Let’s clear this up. We hire law students fresh out of college to work in state and federal bureaucracy as regulators. To attract this talent, we offer to pay part of the costs of your tuition loan. We deliberately hire these so-called ‘hard workers’ because it’s hard to keep current regulators when big corporations always offer such regulatory employees jobs at much higher wages and with good benefits. These young employees are outgunned and outmatched by their former managers within the bureaucracy who definitely know the ropes and now work on the other side (the revolving door problem is alive and well in our regulatory bureaucracies).
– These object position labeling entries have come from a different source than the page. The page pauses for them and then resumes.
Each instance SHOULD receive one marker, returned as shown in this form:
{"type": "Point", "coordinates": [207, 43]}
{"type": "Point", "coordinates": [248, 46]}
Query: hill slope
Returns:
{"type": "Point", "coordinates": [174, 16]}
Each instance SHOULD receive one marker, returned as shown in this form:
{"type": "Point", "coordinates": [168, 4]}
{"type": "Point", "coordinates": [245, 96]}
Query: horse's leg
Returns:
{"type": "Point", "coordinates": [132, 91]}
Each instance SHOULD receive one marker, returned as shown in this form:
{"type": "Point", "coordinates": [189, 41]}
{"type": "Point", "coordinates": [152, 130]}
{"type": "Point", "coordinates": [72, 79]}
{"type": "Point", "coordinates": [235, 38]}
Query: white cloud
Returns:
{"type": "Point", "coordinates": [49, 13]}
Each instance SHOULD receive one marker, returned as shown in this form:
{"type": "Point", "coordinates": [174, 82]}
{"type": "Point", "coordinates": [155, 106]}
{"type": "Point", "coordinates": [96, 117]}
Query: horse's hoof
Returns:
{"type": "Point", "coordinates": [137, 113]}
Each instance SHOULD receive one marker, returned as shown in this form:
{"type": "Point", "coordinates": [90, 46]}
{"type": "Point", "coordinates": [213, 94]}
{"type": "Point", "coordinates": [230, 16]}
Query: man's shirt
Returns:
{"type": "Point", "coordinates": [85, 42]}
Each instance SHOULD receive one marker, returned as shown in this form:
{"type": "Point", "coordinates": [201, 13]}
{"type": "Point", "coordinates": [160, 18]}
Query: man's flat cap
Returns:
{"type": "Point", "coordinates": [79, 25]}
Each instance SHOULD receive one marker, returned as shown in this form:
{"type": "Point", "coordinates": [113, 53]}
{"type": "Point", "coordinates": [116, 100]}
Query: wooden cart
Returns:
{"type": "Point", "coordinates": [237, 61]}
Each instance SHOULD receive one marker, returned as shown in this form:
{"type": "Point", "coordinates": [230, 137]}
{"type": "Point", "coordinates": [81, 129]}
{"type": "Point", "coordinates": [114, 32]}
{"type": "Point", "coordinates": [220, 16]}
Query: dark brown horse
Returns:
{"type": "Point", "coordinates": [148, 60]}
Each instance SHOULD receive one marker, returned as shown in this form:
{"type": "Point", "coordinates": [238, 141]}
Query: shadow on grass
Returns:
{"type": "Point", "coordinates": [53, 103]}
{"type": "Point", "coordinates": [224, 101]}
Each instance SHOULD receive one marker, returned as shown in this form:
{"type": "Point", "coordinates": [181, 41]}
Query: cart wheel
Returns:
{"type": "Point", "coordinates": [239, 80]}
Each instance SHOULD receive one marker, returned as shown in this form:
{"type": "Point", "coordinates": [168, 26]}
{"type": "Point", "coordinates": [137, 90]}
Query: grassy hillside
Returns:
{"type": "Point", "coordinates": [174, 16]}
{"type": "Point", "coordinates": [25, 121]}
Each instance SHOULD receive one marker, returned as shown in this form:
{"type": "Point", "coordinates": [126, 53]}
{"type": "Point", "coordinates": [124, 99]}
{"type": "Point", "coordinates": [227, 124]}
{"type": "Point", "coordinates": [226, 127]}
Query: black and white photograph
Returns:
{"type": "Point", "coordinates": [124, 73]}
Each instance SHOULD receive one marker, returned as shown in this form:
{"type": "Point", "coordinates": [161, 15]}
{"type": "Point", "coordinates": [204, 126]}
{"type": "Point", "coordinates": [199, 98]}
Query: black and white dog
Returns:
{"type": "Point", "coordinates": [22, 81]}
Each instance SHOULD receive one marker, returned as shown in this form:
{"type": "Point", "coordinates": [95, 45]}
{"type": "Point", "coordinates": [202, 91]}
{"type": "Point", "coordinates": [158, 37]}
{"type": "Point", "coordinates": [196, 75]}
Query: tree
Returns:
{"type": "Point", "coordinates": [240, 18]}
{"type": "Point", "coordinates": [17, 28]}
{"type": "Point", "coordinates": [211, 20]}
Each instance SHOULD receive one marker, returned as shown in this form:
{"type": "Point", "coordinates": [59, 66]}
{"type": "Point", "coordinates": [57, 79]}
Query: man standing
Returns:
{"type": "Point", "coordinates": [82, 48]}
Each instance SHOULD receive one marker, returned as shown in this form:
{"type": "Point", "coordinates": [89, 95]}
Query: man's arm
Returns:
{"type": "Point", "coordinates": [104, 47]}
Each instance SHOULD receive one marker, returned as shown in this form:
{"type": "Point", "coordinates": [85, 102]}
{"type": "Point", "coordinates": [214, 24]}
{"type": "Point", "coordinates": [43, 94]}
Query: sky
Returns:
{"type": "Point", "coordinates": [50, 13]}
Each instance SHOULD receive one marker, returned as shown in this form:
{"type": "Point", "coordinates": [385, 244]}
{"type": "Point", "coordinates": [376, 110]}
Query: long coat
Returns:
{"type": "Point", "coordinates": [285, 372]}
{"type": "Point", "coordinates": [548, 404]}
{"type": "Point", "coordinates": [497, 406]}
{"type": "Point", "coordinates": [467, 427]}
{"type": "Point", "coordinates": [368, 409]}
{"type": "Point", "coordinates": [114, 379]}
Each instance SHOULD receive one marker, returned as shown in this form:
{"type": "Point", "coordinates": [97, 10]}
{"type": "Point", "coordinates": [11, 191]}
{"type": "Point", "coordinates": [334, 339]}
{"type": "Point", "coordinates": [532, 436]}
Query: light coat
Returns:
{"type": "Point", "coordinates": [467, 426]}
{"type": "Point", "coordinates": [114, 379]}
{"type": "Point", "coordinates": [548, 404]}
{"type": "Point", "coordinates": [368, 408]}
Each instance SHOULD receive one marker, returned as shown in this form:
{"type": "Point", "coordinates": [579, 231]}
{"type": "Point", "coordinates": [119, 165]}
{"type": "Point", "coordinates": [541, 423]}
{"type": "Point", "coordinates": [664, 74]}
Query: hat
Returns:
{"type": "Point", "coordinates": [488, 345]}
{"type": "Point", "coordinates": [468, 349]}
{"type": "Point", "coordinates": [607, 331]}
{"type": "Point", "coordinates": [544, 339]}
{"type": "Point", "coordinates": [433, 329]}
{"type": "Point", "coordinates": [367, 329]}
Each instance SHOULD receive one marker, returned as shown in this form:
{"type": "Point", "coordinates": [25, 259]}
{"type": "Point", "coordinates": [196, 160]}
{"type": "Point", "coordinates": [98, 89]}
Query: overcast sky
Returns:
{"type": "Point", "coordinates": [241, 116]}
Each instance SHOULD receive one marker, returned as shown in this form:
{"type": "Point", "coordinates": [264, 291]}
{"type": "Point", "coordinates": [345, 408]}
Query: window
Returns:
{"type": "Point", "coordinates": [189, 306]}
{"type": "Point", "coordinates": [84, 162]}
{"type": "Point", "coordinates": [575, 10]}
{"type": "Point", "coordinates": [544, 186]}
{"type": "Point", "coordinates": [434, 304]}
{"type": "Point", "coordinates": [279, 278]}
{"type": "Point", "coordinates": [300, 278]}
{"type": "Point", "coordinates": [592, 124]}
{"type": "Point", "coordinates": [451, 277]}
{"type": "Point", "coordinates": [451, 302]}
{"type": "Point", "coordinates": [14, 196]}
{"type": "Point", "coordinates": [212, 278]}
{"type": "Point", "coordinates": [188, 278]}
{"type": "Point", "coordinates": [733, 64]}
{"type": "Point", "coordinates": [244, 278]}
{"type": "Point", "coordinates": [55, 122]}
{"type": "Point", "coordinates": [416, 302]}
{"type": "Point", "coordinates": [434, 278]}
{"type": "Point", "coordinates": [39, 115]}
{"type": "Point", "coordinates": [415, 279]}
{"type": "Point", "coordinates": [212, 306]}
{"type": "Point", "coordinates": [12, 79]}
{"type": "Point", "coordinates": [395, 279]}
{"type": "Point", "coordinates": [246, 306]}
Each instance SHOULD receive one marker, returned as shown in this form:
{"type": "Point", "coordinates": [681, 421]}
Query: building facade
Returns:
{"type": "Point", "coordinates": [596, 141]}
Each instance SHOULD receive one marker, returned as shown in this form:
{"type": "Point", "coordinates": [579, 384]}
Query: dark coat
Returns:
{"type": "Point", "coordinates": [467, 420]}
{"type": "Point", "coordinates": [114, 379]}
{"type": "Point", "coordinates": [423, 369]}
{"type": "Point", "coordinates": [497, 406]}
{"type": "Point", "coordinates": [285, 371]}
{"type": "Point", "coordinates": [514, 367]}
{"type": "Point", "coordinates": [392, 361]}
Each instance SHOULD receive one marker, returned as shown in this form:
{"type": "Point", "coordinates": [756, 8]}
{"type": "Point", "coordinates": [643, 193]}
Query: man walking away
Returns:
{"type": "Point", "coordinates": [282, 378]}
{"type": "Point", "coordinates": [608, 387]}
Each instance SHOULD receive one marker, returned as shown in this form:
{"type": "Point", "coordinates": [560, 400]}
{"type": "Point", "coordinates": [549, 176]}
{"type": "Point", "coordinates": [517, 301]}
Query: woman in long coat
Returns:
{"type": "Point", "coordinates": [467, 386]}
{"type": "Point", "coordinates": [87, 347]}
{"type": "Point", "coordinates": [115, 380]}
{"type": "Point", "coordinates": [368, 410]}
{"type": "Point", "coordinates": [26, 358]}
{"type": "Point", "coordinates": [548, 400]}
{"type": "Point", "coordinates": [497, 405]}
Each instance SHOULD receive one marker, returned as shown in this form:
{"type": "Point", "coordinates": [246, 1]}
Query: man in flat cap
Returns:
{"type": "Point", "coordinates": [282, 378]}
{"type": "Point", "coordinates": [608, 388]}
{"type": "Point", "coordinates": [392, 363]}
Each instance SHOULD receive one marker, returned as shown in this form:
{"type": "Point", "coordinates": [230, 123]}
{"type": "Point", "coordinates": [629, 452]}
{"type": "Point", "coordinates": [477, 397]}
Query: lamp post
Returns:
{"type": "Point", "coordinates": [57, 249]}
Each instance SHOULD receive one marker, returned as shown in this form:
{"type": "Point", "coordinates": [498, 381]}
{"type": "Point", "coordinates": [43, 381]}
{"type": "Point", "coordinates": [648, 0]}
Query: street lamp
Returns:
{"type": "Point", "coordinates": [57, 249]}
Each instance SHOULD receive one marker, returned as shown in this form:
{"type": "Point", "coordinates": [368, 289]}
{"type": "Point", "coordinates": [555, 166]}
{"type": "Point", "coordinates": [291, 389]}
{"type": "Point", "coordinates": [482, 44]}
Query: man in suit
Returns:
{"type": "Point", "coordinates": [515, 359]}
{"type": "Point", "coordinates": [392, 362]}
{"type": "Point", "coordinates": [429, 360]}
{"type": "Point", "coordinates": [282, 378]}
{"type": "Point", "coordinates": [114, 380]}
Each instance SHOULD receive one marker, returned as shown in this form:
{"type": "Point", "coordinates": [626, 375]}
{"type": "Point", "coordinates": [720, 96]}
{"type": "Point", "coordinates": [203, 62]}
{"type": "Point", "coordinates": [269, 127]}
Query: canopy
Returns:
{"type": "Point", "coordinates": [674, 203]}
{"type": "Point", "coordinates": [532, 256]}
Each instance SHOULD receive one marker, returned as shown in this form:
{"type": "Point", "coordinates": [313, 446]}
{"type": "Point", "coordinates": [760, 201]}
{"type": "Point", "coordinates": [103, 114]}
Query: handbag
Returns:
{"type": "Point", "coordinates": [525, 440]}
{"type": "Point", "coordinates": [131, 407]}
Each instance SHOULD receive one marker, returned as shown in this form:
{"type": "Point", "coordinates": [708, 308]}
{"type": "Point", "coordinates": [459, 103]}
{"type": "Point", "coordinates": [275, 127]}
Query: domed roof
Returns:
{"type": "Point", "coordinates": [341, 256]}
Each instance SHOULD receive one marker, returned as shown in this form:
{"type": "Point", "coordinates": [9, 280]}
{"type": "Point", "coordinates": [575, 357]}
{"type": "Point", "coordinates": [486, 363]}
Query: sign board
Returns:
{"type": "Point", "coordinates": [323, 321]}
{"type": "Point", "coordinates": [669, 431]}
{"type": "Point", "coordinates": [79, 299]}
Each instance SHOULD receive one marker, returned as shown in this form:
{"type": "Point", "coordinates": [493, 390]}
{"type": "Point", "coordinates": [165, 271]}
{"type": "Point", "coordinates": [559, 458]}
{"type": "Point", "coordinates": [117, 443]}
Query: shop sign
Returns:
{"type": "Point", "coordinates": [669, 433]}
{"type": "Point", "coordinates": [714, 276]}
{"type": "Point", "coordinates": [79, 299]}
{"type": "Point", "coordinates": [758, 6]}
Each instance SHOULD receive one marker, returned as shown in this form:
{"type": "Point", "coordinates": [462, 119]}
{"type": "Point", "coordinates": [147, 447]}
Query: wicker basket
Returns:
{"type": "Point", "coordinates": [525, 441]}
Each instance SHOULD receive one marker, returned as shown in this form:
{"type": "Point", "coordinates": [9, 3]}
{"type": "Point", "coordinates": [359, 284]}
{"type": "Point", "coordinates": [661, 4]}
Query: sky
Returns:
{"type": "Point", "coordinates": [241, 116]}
Most of these law students enter their regulatory jobs having been brainwashed that corporations are bad, the top 1% are bad, capitalism is evil, and they can fix the world by regulating the enemy. That’s the big problem I see with our regulatory bureaucracy, and mind you, as a former franchisor of a national company, I got to see this nonsense firsthand – it was disgusting. Often when regulators didn’t have a case, they would dig and dig until they could create one and were very proud of themselves for doing so.

Manufacturing (dot) net had an interesting article titled; “Feds move forward by asking states to track auto emissions,” by Kathleen Ronayne of the Associated Press, who stated, “Fed officials require states to track vehicle emissions at federal highways, after months of delays. California and 7 other states sued. The rules require the state DOT to track greenhouse gas emissions on the highway by looking at gas purchased and miles driven on highways Then states must set emissions targets Car and truck emissions account for 27% of total greenhouse emissions.

No, I don’t just rely on what I read to form my opinions or cloud my observations, you see, I have personally experienced the bubble of bureaucracy countless times in my business career. What prompted me to write this article was that I was clearing out old paperwork from one of my businesses, old stuff that is no longer relevant. The volume of paperwork was bewildering, the amount of time that had gone before was unfathomable. Sometimes when you’re in the middle of it all you don’t realize it, but looking back now, oh my gosh! Think of all those hours and dollars spent, money and time, that I should have been using to expand my business.

Of course, I know that no one in the regulatory bureaucracy cares, after all, they don’t even believe in capitalism, free markets, or my right to free contract. It is astonishing that our population is so naive as to think that we need more regulations on companies, and yet they complain about prices, jobs, economic taxes or the slowness of their investments.